Political organization

The Kaqchikel kingdom itself was divided among four clans that between them contained ten principal lineages or "big houses".[28] The clans themselves were the Xahil, who were the main branch of the Kaqchikel, the Sotzʼil, the Tukuche and the Akajal.[28]

The rulers of Iximche were four principal lords with the titles of Ahpo Sotzʼil, Ahpo Xahil, Kʼalel Achi and Ahuchan, although in reality it was the first two of these that held the real power.[29] The two main clans of the Kaqchikel people each provided a leader, one was the Ahpo Sotzʼil ("Lord of the Sotzʼil") and the other was the Ahpo Xahil.[30] These royal titles were originally bestowed upon the leaders of the Xahil and Sotzʼil clans by the Kʼicheʼ in gratitude for their military services to the Kʼicheʼ Kingdom of Qʼumarkaj.[30] Both leaders were supposed to be equal in rank but in practice the Sotzʼil king was the senior (or nabʼey al, "firstborn child") while the king of the Xahil was subordinate (the chipil al, "lastborn child").[31] The Kʼalel Achi and the Ahuchan were the other two lords, which translate from Kaqchikel as the "principal person" and the "speaker".[31] The Kaqchikel document Testamento de los Xpantzay gives alternate titles for two of the four lords.
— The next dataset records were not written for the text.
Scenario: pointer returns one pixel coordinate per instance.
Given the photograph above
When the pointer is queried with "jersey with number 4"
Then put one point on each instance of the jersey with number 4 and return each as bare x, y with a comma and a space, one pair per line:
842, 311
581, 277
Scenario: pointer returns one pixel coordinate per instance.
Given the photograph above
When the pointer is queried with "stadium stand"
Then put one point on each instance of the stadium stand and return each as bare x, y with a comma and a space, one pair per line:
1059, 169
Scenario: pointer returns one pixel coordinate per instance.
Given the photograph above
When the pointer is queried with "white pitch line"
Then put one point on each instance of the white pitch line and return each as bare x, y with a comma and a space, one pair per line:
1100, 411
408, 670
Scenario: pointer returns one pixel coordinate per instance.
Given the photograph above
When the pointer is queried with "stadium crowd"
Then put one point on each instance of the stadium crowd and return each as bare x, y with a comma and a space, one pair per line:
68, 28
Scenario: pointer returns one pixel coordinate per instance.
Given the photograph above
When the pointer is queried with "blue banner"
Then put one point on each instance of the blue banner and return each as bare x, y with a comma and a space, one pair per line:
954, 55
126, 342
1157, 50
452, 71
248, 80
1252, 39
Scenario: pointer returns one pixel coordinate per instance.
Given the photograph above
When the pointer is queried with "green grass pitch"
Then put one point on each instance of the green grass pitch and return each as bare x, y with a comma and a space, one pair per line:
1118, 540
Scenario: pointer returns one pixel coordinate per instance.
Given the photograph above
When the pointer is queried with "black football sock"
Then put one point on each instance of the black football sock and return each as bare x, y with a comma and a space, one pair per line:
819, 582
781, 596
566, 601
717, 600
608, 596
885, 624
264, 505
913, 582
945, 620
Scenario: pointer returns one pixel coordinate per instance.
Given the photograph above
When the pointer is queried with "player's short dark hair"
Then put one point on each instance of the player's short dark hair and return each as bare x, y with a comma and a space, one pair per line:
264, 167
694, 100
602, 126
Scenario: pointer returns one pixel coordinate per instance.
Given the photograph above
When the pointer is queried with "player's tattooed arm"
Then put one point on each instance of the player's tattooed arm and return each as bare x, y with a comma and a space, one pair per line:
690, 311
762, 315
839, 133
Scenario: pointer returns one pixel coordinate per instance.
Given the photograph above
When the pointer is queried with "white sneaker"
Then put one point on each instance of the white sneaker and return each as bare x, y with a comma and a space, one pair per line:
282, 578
This document lists the Ahpo Sotzʼil and the Ahpo Xahil as the two most important, the other two lords were drawn from two additional clans and were the Ahpo Tukuche ("Lord of the Tukuche") and the Ahpo Raxonihay ("Lord of the Raxonihay").[32]

The titles of Ahpo Sotzʼil and Ahpo Xahil were passed from father to son.[28] The Xahil heir bore the title Ahpop Achi Ygich, and the Sotzʼil heir bore the title Ahpop Achi Balam.[28] They were important positions in their own right and the heirs were military leaders who commanded on the battlefield.[33]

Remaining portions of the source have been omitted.